While socialist aspects are admittedly present, as they are by degree in the health systems of every other nation (and indeed are central to insurance itself), they will be under a layer of market discipline and individual responsibility first and foremost. Market Universal can be an uniquely American concept that dares to trust market forces and personal choice to set prices, lower costs, and best direct scarce resources in an area where fellow humans’ lives and health are at stake. It’s not the same as losing a car or house to lack of insurance or inability to pay, and it’s time conservatives recognize this. A great overview of how countries around the world approach healthcare can be found in Chapter 3 “In Search of the Best Health Care System in the World” of James Bartholomew’s intriguing new book “The Welfare of Nations“.
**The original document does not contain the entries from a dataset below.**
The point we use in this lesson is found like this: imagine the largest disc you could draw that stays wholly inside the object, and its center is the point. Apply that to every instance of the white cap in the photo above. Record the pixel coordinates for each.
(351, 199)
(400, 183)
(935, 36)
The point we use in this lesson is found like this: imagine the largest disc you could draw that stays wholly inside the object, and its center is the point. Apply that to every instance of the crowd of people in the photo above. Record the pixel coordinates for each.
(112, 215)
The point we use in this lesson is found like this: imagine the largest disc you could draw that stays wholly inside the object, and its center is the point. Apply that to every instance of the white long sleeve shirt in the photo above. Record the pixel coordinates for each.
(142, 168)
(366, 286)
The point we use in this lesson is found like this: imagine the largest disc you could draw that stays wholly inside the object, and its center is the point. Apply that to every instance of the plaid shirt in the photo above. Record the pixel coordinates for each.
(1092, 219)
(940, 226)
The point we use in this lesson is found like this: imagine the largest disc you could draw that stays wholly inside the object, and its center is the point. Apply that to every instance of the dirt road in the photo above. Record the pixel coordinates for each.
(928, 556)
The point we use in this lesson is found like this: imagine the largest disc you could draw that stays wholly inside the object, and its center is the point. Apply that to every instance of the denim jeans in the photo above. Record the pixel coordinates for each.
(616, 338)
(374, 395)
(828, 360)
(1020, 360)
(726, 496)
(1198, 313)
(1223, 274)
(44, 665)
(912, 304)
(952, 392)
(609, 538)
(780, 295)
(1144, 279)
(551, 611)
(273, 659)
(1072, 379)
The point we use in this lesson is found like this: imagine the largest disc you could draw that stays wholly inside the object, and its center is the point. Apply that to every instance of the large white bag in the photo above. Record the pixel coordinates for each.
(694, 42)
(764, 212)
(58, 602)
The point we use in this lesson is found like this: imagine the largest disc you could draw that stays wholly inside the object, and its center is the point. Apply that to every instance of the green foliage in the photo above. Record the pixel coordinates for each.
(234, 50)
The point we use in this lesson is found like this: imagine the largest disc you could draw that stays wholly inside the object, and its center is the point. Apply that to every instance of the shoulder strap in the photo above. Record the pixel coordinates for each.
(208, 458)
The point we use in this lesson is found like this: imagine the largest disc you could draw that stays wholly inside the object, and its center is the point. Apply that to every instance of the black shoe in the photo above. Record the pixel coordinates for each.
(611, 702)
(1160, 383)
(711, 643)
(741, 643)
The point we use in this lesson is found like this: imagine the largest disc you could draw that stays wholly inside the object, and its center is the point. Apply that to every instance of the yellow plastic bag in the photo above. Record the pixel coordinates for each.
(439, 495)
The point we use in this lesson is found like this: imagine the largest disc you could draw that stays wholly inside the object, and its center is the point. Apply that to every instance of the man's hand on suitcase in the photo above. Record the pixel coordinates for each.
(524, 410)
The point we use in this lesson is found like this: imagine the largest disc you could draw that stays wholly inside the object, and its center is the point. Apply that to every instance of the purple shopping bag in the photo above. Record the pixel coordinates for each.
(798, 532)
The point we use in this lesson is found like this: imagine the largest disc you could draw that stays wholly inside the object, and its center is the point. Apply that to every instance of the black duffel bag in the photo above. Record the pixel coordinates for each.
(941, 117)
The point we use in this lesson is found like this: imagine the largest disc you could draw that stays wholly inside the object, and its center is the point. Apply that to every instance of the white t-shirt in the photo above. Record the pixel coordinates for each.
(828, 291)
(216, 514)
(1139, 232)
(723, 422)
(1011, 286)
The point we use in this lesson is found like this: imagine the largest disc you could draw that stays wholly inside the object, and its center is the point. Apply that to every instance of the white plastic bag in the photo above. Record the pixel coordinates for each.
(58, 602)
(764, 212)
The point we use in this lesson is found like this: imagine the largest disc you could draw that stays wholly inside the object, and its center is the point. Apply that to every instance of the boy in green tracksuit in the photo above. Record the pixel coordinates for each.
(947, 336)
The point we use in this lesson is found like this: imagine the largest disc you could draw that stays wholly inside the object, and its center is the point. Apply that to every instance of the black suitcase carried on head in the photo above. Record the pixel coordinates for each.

To conclude, perhaps the biggest advantage of Market Universal (or the Universal Access Public Option) is that such an Obamacare replacement proposal would almost certainly garner some support from the Left, allowing passage in bipartisan fashion, as it supplants and roadblocks their otherwise never ending desire for single payer universal healthcare in a way no other suggested replacement plan can do.
The Right has said they seek a market solution, while the Left screams for universal coverage or at least a public option. Under unique Market Universal alone, it is possible to do both!